小説

『Grimm and Charles』ナカタシュウヘイ(『不思議の国のアリス 赤ずきんちゃん』)

 だからごく自然な物語を目指しましょうと先生は言う。でも子供って変なことと普通のことを綯い交ぜにしちゃうことってあるでしょう。だから普通に考えて、この夢の共演は変なことが起こりやすくなる。元になった物語のへんてこさとどちらがよりおかしいかは試しに比べてみればいい。
 けど、この物語には他の物語と同様に、始まりと途中と終わりがもちろんある。バグが出なかったのは最初の数秒程度で、あとはかなりの部分でバグだらけだ。こんな間違いだらけの世界の中心をわたしとあなたは今歩こうとしている。

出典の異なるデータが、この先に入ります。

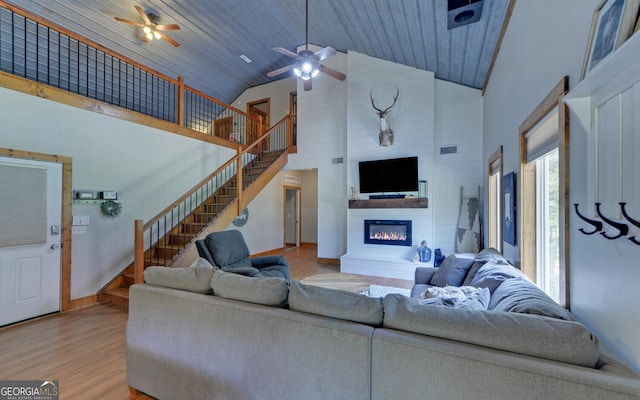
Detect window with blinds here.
[0,164,47,247]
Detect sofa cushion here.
[462,247,509,286]
[420,286,490,310]
[144,258,214,293]
[289,280,383,326]
[470,261,528,295]
[211,270,289,306]
[489,278,575,321]
[383,294,599,368]
[429,253,475,287]
[204,230,252,267]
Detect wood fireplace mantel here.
[349,197,429,208]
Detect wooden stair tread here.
[104,288,129,299]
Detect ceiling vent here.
[447,0,482,29]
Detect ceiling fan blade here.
[313,46,336,61]
[156,31,180,47]
[114,17,144,26]
[273,47,302,60]
[134,5,151,25]
[156,24,180,31]
[267,64,296,78]
[318,64,347,81]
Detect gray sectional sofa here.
[127,250,640,400]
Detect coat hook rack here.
[573,202,640,246]
[595,203,629,240]
[573,203,602,235]
[618,202,640,246]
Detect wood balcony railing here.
[134,115,295,283]
[0,0,266,146]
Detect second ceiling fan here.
[267,0,347,91]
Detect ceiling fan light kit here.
[267,0,347,91]
[115,6,180,47]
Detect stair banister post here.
[178,76,185,126]
[133,219,144,283]
[236,146,243,215]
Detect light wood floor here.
[0,247,413,400]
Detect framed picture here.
[582,0,640,78]
[502,172,518,246]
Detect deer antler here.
[369,87,400,116]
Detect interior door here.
[0,157,62,326]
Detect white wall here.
[343,52,435,260]
[226,170,318,254]
[483,0,640,370]
[0,88,234,299]
[286,47,482,258]
[286,46,349,258]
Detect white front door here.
[0,157,62,326]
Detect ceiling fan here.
[115,6,180,47]
[267,0,347,91]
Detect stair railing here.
[134,115,294,283]
[0,0,264,147]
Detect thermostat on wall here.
[75,190,95,200]
[100,190,118,200]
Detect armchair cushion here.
[196,230,291,282]
[430,253,475,287]
[204,230,252,268]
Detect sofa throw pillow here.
[144,258,214,294]
[489,278,576,321]
[383,294,600,368]
[211,270,289,306]
[204,230,251,267]
[429,253,475,287]
[289,280,383,326]
[420,286,490,310]
[470,261,529,296]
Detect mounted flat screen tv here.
[358,157,418,193]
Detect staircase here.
[98,116,291,309]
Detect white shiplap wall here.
[429,80,487,253]
[286,46,349,258]
[343,52,435,268]
[287,52,484,268]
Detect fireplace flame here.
[369,231,407,240]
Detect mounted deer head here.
[369,88,400,146]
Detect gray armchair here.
[196,230,291,282]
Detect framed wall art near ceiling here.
[502,172,518,246]
[582,0,640,78]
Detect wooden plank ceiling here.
[1,0,510,102]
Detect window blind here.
[0,164,47,247]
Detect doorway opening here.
[247,98,271,145]
[284,186,302,249]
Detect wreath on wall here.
[100,200,122,218]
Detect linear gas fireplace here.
[364,219,411,246]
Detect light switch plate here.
[100,190,118,200]
[71,226,87,235]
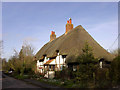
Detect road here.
[2,74,42,89]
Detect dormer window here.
[56,50,59,56]
[99,58,104,68]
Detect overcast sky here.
[2,2,118,59]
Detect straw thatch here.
[36,25,114,61]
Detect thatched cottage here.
[35,18,114,78]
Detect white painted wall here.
[37,53,66,73]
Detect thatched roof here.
[36,25,114,61]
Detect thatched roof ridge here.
[36,25,114,61]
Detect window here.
[73,65,77,71]
[100,61,102,68]
[60,65,63,70]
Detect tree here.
[110,55,120,85]
[75,42,97,87]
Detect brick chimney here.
[65,18,73,34]
[50,31,56,41]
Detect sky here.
[2,2,118,59]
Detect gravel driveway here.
[2,74,42,89]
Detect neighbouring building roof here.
[45,59,55,64]
[36,25,114,61]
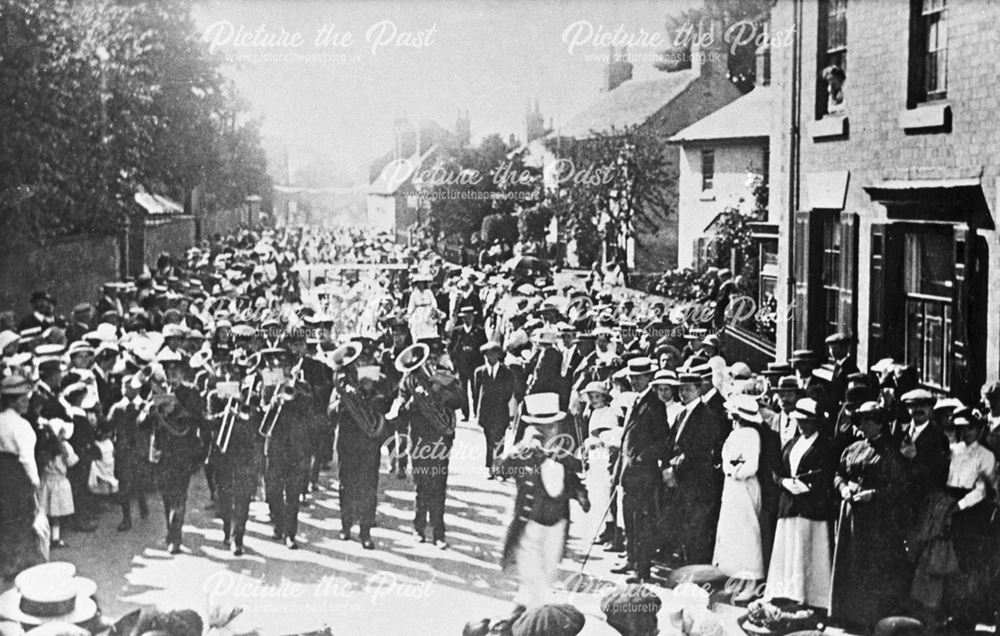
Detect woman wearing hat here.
[830,402,910,628]
[712,395,764,601]
[766,398,837,610]
[0,375,49,579]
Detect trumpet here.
[257,358,305,438]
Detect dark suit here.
[448,325,486,418]
[902,422,951,522]
[615,389,670,578]
[527,347,562,395]
[472,364,514,470]
[777,433,839,521]
[668,402,724,563]
[827,356,858,413]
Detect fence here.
[0,236,120,316]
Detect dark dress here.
[830,436,910,627]
[0,453,48,579]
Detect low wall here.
[0,236,119,318]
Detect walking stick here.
[580,487,618,574]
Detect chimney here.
[691,18,729,76]
[604,47,632,92]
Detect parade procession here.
[0,0,1000,636]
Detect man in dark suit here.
[899,389,951,521]
[448,307,486,420]
[17,291,65,331]
[472,342,514,479]
[525,327,562,395]
[826,332,858,413]
[663,371,724,563]
[612,358,670,581]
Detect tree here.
[0,0,270,241]
[546,126,677,267]
[656,0,774,93]
[414,134,534,240]
[480,212,518,245]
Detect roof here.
[551,70,698,138]
[669,86,777,143]
[368,146,435,196]
[133,192,184,214]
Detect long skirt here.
[766,517,833,610]
[712,476,764,580]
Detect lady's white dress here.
[712,426,764,579]
[765,433,833,610]
[584,406,621,536]
[406,289,438,342]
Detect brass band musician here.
[260,336,317,550]
[139,353,203,554]
[327,342,391,550]
[207,350,264,556]
[391,344,462,548]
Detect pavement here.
[3,423,760,636]
[5,423,621,636]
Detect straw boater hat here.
[726,395,764,424]
[0,562,97,627]
[521,393,566,426]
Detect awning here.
[863,177,994,229]
[803,170,851,210]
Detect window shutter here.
[837,212,858,336]
[792,211,815,349]
[951,225,988,404]
[868,223,905,362]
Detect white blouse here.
[788,433,819,475]
[0,409,40,488]
[948,442,997,510]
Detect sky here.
[194,0,700,185]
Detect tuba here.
[386,343,455,435]
[339,385,386,439]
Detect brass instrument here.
[257,358,304,439]
[215,380,250,455]
[337,385,386,439]
[386,343,455,435]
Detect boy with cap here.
[497,393,590,608]
[612,358,670,582]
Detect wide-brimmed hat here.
[531,329,559,345]
[900,389,936,404]
[0,373,31,397]
[951,406,983,426]
[0,562,97,626]
[774,375,801,391]
[649,369,680,386]
[726,395,764,424]
[521,393,566,425]
[790,398,819,420]
[580,380,611,395]
[627,356,656,377]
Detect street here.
[43,424,712,636]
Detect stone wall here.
[0,236,119,318]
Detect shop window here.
[908,0,948,107]
[903,231,955,391]
[816,0,847,118]
[701,148,715,192]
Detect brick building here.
[552,43,740,272]
[771,0,1000,398]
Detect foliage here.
[708,207,753,269]
[0,0,270,245]
[480,212,518,245]
[414,134,537,238]
[656,0,774,93]
[654,267,701,302]
[517,204,553,243]
[546,127,677,267]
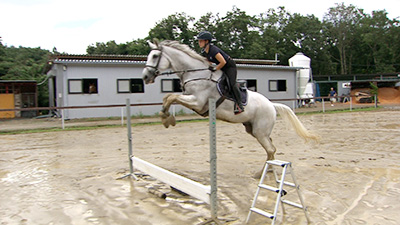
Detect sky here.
[0,0,400,54]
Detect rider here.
[197,31,244,114]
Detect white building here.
[48,55,300,119]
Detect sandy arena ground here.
[0,110,400,225]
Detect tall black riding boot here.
[232,84,244,114]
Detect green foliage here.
[0,3,400,109]
[0,42,51,106]
[87,3,400,74]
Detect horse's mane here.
[160,40,208,63]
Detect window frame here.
[268,79,287,92]
[68,78,99,95]
[117,78,144,94]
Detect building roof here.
[50,55,301,70]
[0,80,37,84]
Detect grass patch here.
[296,106,383,115]
[0,119,208,135]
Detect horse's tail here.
[272,103,320,142]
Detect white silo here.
[289,52,311,98]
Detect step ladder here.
[246,160,310,224]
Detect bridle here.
[146,47,162,77]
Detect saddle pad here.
[217,75,247,105]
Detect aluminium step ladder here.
[246,160,310,224]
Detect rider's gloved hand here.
[208,65,217,72]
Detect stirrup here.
[233,103,244,115]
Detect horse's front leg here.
[160,94,197,128]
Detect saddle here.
[217,76,247,106]
[195,75,247,117]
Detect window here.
[68,79,98,94]
[161,79,182,92]
[269,80,286,91]
[117,79,144,93]
[246,80,257,91]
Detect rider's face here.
[199,40,206,48]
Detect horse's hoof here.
[158,111,170,119]
[161,117,169,128]
[253,171,262,180]
[167,116,176,126]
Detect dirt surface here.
[0,110,400,225]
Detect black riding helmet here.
[197,31,212,42]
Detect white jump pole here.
[208,98,218,221]
[118,98,138,180]
[126,99,218,221]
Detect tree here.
[149,13,195,47]
[258,6,290,61]
[361,10,397,73]
[323,3,364,74]
[282,13,333,74]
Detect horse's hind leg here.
[251,123,276,178]
[256,136,276,160]
[159,94,176,128]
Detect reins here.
[157,68,208,76]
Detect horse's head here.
[142,40,170,84]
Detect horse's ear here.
[147,41,158,49]
[153,38,160,47]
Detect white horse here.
[143,41,318,160]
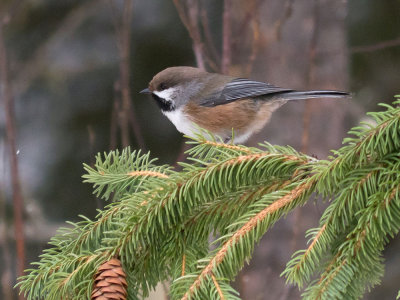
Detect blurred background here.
[0,0,400,300]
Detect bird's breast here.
[162,108,196,136]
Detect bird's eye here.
[159,82,167,91]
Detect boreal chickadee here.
[140,67,348,143]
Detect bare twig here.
[0,22,25,292]
[301,0,319,153]
[350,38,400,53]
[221,0,232,74]
[211,273,225,300]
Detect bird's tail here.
[276,91,350,101]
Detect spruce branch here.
[18,100,400,300]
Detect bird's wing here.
[200,78,293,107]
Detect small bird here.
[140,67,348,143]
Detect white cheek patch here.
[153,88,175,102]
[163,109,196,136]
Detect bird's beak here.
[139,88,151,94]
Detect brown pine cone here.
[91,258,127,300]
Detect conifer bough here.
[18,100,400,300]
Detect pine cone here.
[91,258,127,300]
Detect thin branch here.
[181,254,186,276]
[211,273,225,300]
[221,0,232,74]
[0,22,25,290]
[301,0,319,153]
[350,38,400,53]
[181,182,312,300]
[128,171,168,178]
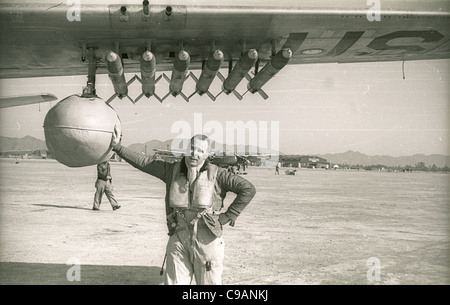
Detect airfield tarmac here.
[0,159,450,285]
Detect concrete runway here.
[0,159,450,285]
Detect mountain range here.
[0,136,450,167]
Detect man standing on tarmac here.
[111,130,256,285]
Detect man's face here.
[186,139,209,167]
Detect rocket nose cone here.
[178,51,189,61]
[142,51,153,61]
[213,50,223,60]
[106,51,118,62]
[247,49,258,59]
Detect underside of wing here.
[0,0,450,103]
[0,1,450,78]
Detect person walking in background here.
[92,161,120,211]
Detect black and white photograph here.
[0,0,450,290]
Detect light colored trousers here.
[164,224,225,285]
[94,179,119,209]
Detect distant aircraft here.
[0,0,450,166]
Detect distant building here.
[280,155,330,169]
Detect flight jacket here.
[113,143,256,235]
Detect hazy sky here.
[0,0,450,156]
[0,60,450,156]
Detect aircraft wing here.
[0,0,450,78]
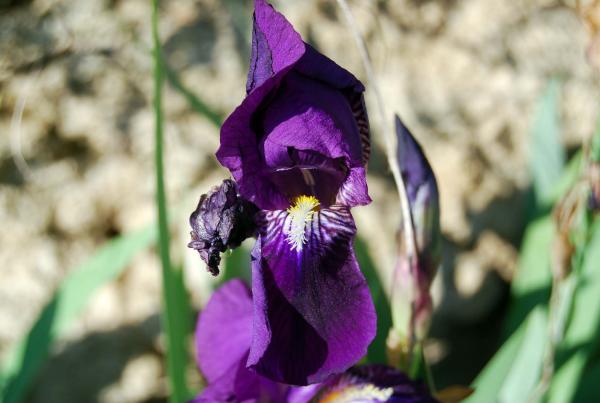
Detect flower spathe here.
[392,116,440,344]
[188,0,376,385]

 そもそもこの物語の間違いは、わたしのお祖母さんが狼に飲み込まれなかったことから始まる。祖母がこのポイントで生存している時点、お話に一つ転換配置がなされた場合において赤ずきん、つまりわたしの人生は狂い始めているのだ。
 もちろんあなたの方にも何か間違いが起きたのはわかっている。あなたが地下世界へ転げ落ちる原因となったあのウサギが現れず、夢の世界をうろうろしている最中だ。森の奥深くは興味深く、夢でなら向こうの町にも行けるはずだからとちょっとお姉さんがいない隙にその森へと歩み寄っていく。
 わたしはお祖母さんを見舞うために家から森の向こうへと出かける。お母さんから頼まれたお使いだ。
 「お菓子をひとつと、ぶどう酒ひと瓶。お祖母さんは病気で弱っているけど、これをあげるときっと元気になるでしょう。熱くならないうちにでかけなさい。お外へ出たら、気をつけて、お行儀よくしてね。知らない道に逸れたりなんかしないでね。そんなことで転んだりしたら、せっかくのぶどう酒が割れてしまうもの。おばあさんにあげるものがなくなってしまわないようにね。そしてお祖母さんのお部屋に入っても、おはようございますを忘れないで。入って、いきなり、お部屋の中をきょろきょろ見たりなんかしないでね」
 「わたし、ちゃんと出来るから」わたしはお母さんとそう指切りした。約束だ。
 お祖母さんの家は村から半道離れた森の中にある。
 その道なりの途中で狼さんがこちらへ寄ってくる。何だか酔っ払っているみたいに足取りがおぼつかない。狼さんはちょっと機嫌も良さげに言い寄ってくる。
 「赤ずきんちゃん、こんにちは」狼さんはそう言いました。わたしは狼さんが何をしてくるか知っている。でも下手に警戒心を出すとわたしはお祖母さんの家に着く前に、狼さんに食べられてしまう。そうなるとエンディングでわたしは救い出されずに終わってしまう。だからここは演じよう。騙された振り。礼儀は知っているけど、道には詳しくないって顔をする。たぶん狼さんもわきまえている。だから今は自分がどんなに気分がいいかを、身振りを交え、ついさっき何があったか話してくれる。